Spezifische Sichtweisen

Religiöse Bildung findet im Kontext Schule unter bestimmten Bedingungen statt. Hier geben demokratische Werte zugleich den Rahmen und den Zielhorizont von Bildung ab: Dies bedeutet, dass junge Menschen durch die Schule in ihrer Entwicklung zu selbstverantwortlichen und kritischen Bürgern begleitet werden sollen. Religiöse Bildung hat die unersetzliche Aufgabe, Schüler auf der Suche nach einer sinnvollen Ausrichtung ihres Lebens zu begleiten und zugleich in eine gesamtgesellschaftliche Verantwortung einzubetten. Dabei kommen die jeweiligen religiösen Traditionen in ihrem Angebotscharakter ins Spiel. Sie liefern spezifische Sichtweisen von Welt und Mensch, die sich im Laufe ihrer Geschichte und auch heute als tragfähig erweisen (müssen).
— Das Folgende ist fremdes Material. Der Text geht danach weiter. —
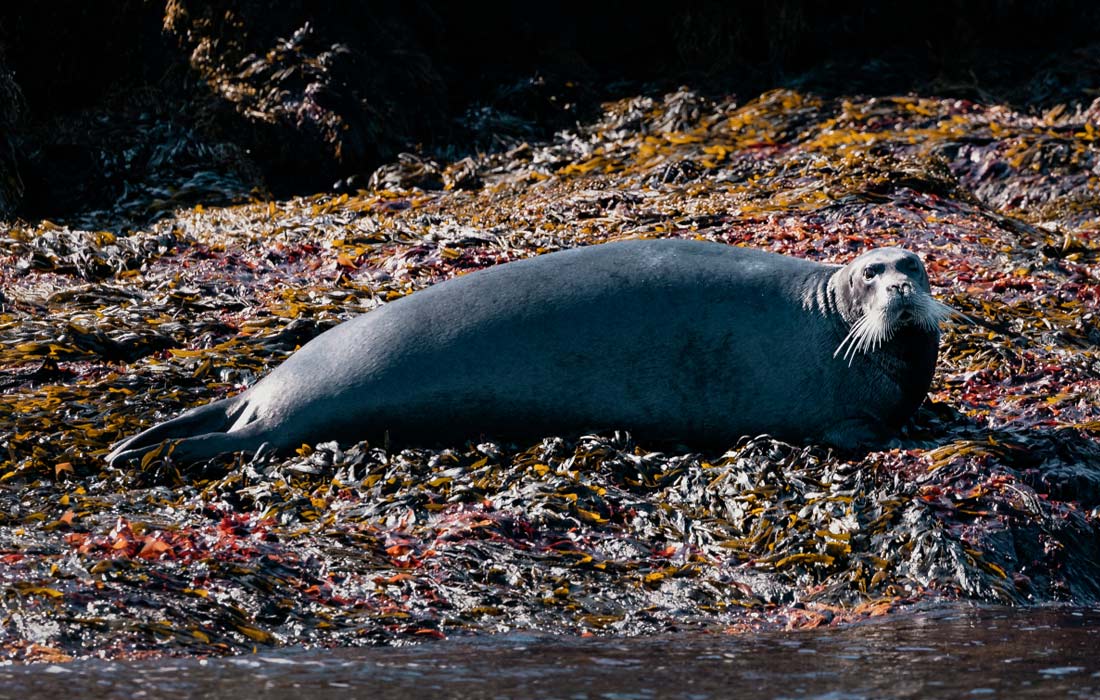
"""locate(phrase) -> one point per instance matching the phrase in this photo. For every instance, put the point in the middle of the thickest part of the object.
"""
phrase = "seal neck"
(822, 293)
Wenn nun soziale Zugehörigkeit und Sozialisierungsprozesse eine größere Rolle spielen als ideologische Indoktrinierung (vgl. Ebner in ihrem Interview), dann kommt dem Religionsunterricht eine wichtige Aufgabe zu. Gelingt es, die Botschaft von der Anerkennung des Menschen unabhängig davon, was jemand ist und tut, zu vermitteln und ein Zugehörigkeitsgefühl zu ermöglichen, das durch die konfessionelle Anbindung oder durch den sozialen Zusammenhalt in der Klasse/Religionsgruppe geschehen kann, dann ist der Boden dafür bereitet, dass religiöse Bildung die Kritikfähigkeit von jungen Menschen gegenüber fundamentalistischen, radikalen und damit wenig lebensförderlichen und ausgrenzenden Formen von Religion stärken kann. Somit lässt sich ein wesentlicher Beitrag zur Stärkung der demokratischen Gesellschaft auf der Basis der Menschenrechte leisten.

Die Erfahrung von Identität in einer religiösen Gruppe, die sich an Menschenfreundlichkeit, Solidarität und Zusammenhalt ausrichtet, kann junge Menschen davor bewahren, dass sie aufgrund von Diskriminierungen und Ausgrenzungserfahrungen den Anschluss an fundamentalistische Gruppen suchen. Darüber hinaus ist es als Ziel religiöser Bildung anzusehen, Verständnis für religiöse Menschen und die Anerkennung von religiösen Ausdrucksformen zu wecken – auch dann, wenn man sich selbst nicht als religiös versteht –, um so einen Beitrag für ein friedliches Zusammenleben leisten zu können.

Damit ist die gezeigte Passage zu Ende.